Néanmoins, dans son rapport introductif, Vilain (le Français Pierre Naville) insiste sur les progrès réels au plan politique depuis la conférence de 1936, notamment par l’intervention politique des sections. Il cite comme événements marquants les procès de Moscou, les Fronts populaire en France et en Espagne ainsi que l’invasion de l’Ethiopie par l’Italie et de la Chine par le Japon. Il souligne par contre que au niveau organisationnel le conseil général n’a pas pu fonctionner en raison de la dispersion géographique de ses membres et que le travail a dû être assumé par le Secrétariat International.
Le texte le plus important présenté au congrès est celui de Trotsky, le Programme de transition (lire ci-contre). La discussion sur ce texte a été divisée en trois points : la question des syndicats, notamment des grèves avec occupation d’usine autour des amendements proposés par les Polonais, la question russe, notamment la caractérisation de la bureaucratie à partir d’un amendement des Américains, et les questions de la guerre et de l’Espagne.
Le projet est adopté par 21 voix pour et un contre (celui d’Yvan Craipeau qui, après avoir continué à militer dans la clandestinité durant la guerre, quittera l’Internationale en 1948).
« Parti mondial de la révolution socialiste »
Le projet des statuts qui doit délimiter la Quatrième Internationale après les années du « mouvement pour la Quatrième Internationale » et le débat sur l’opportunité ou non de la déclarer n’ont pas pu être préparés en raison de la disparition de Klement. Une esquisse est néanmoins discutée et adoptée, proclamant ainsi la fondation de la « IVe Internationale (Parti mondial de la révolution socialiste) ». Les délégués polonais ne sont pas d’accord avec cette proclamation de l’Internationale mais affirment leur loyauté et s’engagent à appliquer les décisions.

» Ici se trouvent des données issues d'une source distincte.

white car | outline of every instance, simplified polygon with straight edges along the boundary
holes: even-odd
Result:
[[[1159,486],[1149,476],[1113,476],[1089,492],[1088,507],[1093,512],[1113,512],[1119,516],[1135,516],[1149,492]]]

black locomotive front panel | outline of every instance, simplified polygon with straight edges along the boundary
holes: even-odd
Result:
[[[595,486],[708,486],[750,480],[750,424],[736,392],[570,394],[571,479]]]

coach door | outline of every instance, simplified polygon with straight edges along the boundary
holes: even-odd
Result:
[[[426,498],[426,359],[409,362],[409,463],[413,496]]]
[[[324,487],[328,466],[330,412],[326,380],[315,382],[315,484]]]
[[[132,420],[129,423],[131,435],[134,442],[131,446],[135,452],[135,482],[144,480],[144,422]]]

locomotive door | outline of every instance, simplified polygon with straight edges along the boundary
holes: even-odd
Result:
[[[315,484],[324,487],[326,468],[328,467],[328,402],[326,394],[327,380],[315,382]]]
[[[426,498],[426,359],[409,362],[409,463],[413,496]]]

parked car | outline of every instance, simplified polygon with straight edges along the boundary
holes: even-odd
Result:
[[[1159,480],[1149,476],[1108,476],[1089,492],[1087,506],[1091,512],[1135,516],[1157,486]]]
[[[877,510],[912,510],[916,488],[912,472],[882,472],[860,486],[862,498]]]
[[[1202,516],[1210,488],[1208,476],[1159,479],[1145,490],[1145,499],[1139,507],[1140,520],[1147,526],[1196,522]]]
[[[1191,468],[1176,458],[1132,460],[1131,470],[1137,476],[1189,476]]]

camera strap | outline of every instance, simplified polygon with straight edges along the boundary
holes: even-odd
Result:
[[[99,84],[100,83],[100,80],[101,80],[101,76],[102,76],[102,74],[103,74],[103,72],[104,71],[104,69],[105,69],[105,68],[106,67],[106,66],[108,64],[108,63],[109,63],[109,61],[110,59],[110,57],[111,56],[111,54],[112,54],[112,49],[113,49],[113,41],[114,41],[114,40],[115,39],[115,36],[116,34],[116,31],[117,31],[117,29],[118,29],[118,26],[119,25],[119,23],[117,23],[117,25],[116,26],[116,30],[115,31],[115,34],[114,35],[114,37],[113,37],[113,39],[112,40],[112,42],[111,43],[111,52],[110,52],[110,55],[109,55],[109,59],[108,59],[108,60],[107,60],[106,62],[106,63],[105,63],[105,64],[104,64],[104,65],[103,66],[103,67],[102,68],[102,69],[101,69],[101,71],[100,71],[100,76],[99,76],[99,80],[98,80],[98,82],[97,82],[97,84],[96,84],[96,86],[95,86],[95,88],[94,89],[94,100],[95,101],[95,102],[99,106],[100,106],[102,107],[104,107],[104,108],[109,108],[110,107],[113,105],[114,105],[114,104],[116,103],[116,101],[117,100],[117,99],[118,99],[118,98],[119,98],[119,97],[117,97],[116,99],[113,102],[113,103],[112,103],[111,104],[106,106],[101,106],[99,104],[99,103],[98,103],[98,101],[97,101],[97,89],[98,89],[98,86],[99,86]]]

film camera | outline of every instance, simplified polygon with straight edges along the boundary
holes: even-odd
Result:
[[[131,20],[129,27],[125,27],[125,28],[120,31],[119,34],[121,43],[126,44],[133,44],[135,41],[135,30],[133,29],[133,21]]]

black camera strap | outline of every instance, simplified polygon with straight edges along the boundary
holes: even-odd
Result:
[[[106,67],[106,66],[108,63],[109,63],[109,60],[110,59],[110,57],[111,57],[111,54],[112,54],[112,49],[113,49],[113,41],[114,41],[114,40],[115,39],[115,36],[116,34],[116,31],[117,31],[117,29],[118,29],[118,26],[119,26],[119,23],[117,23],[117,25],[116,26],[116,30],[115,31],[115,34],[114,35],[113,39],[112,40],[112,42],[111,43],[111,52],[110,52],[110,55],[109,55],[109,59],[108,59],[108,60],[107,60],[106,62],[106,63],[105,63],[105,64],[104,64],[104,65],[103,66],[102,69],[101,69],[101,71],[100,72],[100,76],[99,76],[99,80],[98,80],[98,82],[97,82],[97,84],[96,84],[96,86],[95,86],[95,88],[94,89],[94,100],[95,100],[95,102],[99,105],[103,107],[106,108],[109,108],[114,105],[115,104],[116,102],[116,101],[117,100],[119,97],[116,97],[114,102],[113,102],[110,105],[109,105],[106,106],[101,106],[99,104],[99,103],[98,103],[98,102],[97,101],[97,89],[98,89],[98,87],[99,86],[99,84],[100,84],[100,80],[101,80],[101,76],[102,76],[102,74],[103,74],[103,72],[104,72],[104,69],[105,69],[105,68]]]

En plus de ces deux textes, le congrès discute d’une « Résolution sur la lutte des classes et la guerre en Extrême-Orient », d’un texte sur « Le rôle mondial de l’impérialisme américain », et d’une série de résolutions sur les situations particulières dans les différents pays, et notamment d’une résolution assez détaillée sur les tâches de la section française. Elle adresse également une lettre à Léon Trotsky, et fait un appel à l’organisation de la solidarité internationale et notamment avec la classe ouvrière espagnole.
La conférence fait également une déclaration sur la question de la jeunesse, affirmant que « seuls l’enthousiasme et l’esprit offensif de la jeunesse peuvent assurer les premiers succès de la lutte. » Et de poursuivre : « Elle s’adresse à toutes nos organisation de jeunes, à toutes nos sections pour leur dire : on ne saurait gagner la jeunesse laborieuse à la IVe Internationale qu’en parlant son langage, qu’en exprimant ses aspirations, qu’en lui donnant une organisation qui soit la sienne. » Une conférence des organisations jeunes rassemblant six pays est organisée le dimanche 11 septembre à Paris.